The Virginian-Pilot
                             THE VIRGINIAN-PILOT 
              Copyright (c) 1995, Landmark Communications, Inc.

DATE: Friday, December 1, 1995               TAG: 9512010207
SECTION: LOCAL                    PAGE: B3   EDITION: FINAL 
SOURCE: BY TONY WHARTON, STAFF WRITER 
DATELINE: NORFOLK                            LENGTH: Medium:   60 lines

NORFOLK MODEL APARTMENTS DRAW RAVES FOR ENERGY-EFFICIENT CHANGES

The walls and ceiling are insulated. The refrigerator and commode are energy-efficient. There's even a ``geo-thermal loop'' sunk in the ground.

But of all the new, high-tech features in one of the model apartments in Young Terrace, Eula Carter liked one best: the plaster walls.

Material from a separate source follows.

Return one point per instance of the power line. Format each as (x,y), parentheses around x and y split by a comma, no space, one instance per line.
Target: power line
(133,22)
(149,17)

``I just love the walls,'' said the Young Terrace resident, running her hand over the swirled finish. ``You get so tired of looking at cinder blocks.''

The Norfolk Redevelopment and Housing Authority is in the midst of renovating 2,500 public housing units. In Diggs Town, housing officials already have built front porches to improve the apartments.

But they began to realize they weren't going far enough.

``The boiler system we have in these buildings is very old technology,'' said Tom Van Pelt, NRHA's modernization administrator. ``Why do we want to rely on old, inefficient technology when the 21st century is about to begin?''

Van Pelt, NRHA utilities manager Paul Cramer, and other NRHA officials have several goals: make the apartments more energy-efficient; give each tenant control over the utilities in their apartment, thus giving them responsibility; and make the apartments friendlier, nicer places to live.

So, they remodeled two units all the way through, from front door to back porch, and produced two model apartments on Nicholson Street in Young Terrace. One is called the ``Geo,'' because it uses a geo-thermal heat pump, and the other the ``Apollo,'' which has a conventional gas-fired water heater.

Basically, they look like small but typical single-family apartments.

Each one has central air and heat, instead of the old boiler-fed radiators and window units. Other features are low-wattage fluorescent lights and low-flow water faucets. The Geo has a geo-thermal coil sunk 120 feet into the ground to regulate the heat pump.

NRHA officials believe the units will pay for themselves in the energy savings alone. But they expect tenants will like them for other reasons: new stone patios, vinyl wire shelving in the closets, 30-inch instead of 20-inch stoves, and of course, the plaster walls.

``If there's one thing you always hear from the tenants, it's how much they dislike the cinder-block walls,'' Van Pelt said. ``They look institutional, they don't feel good. You find yourself counting the cinder blocks, and the ones that have been repeatedly repaired over the years look really bad.

``So, it cost $400 to plaster the walls in this apartment. Which is fine with me, because I love plaster.''

The new apartments also will make energy consumption fairer to all the tenants and easier to track, officials said. They hope to make the same improvements in public housing units across the city. ILLUSTRATION: Photo

TAMARA VONINSKI/The Virginian-Pilot

Norfolk Redevelopment and Housing Authority official Tom Van Pelt,

left, and Nansemond Energy Savers consultant Daren Perry examine one

of the Young Terrace model apartments.